A CLI-themed community platform for South Kalimantan's developer ecosystem — events, tutorials, and knowledge sharing with a shell terminal personality.
This one didn't start with a client brief or a signed contract. It started with a conversation — the kind that happens when a group of developers sits together and realizes that the ecosystem they wish existed in South Kalimantan doesn't quite exist yet.
The developer community in Kalimantan Selatan is real, it's growing, and it's full of people who are building things, learning things, and figuring things out largely in isolation from each other. Events happen sporadically. Knowledge stays with whoever learned it. Junior developers in Banjarmasin or Banjarbaru don't always know there are senior engineers in the same city who've already solved the problems they're stuck on.
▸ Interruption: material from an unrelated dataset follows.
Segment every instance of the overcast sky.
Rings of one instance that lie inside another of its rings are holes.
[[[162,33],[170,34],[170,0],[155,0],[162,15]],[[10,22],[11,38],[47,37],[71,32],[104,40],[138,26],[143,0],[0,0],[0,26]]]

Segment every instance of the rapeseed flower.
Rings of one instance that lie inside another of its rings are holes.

Banua Dev is our answer to that gap — and our commitment to the community we come from.
A digital home for Kalimantan Selatan's developer community. A place where events get announced, tutorials get shared, knowledge accumulates, and developers who might never have crossed paths find each other.
But a community platform for developers isn't just a blog with an events calendar. It needed a personality — something that would make a developer smile the moment they landed on it, something that said: this was built by people like you, for people like you.
That personality became the concept that defined the entire project: the website as a shell terminal.
Building a themed web experience is a balancing act. Go too far into the concept and the website becomes a gimmick — interesting for thirty seconds, frustrating to actually use. Don't go far enough and the theme is just decoration, adding no real character.
The shell/CLI theme had to be immersive enough to delight developers who recognize and love the reference, while remaining navigable and functional for anyone who might be less CLI-literate. A junior developer exploring the community for the first time shouldn't feel excluded by the interface's personality.
There was also a depth challenge. A community platform is only as good as the community it serves — and a community's digital presence is only as good as the experience of contributing to it. Events need to be easy to discover. Tutorials need to be easy to read and share. The platform had to make participation feel natural, not like submitting a form to a government portal.
The shell theme was treated as a design language, not a costume. Every UI decision was run through a single filter: how would this feel in a terminal?
Navigation became commands. Sections loaded with terminal-style output. Typography leaned into monospace where appropriate. Hover states and transitions were given that particular rhythm — deliberate, typed, not floaty. The page didn't feel like a website that had a CLI skin over it. It felt like the CLI was the website's natural form.
At the same time, content architecture was kept clean and purposeful underneath the theme. Events were structured so that finding the next community gathering required no more than one clear action. Tutorial content was organized with developer reading patterns in mind — scannable headers, code-friendly formatting, direct and honest writing.
The platform was built to grow alongside the community — structured so that adding new events, publishing new tutorials, and welcoming new contributors didn't require developer intervention every time.
Banua Dev is live — and for us, it represents something beyond a finished deliverable. It's a standing commitment.
The developer community in South Kalimantan now has a home that matches who they are. A place that takes them seriously as technologists, celebrates the craft they've chosen, and makes it easier for them to find each other, learn from each other, and grow together.
We'll keep building it. Because the best thing a digital agency rooted in a regional ecosystem can do — beyond client projects and product launches — is invest in the soil that everything else grows from.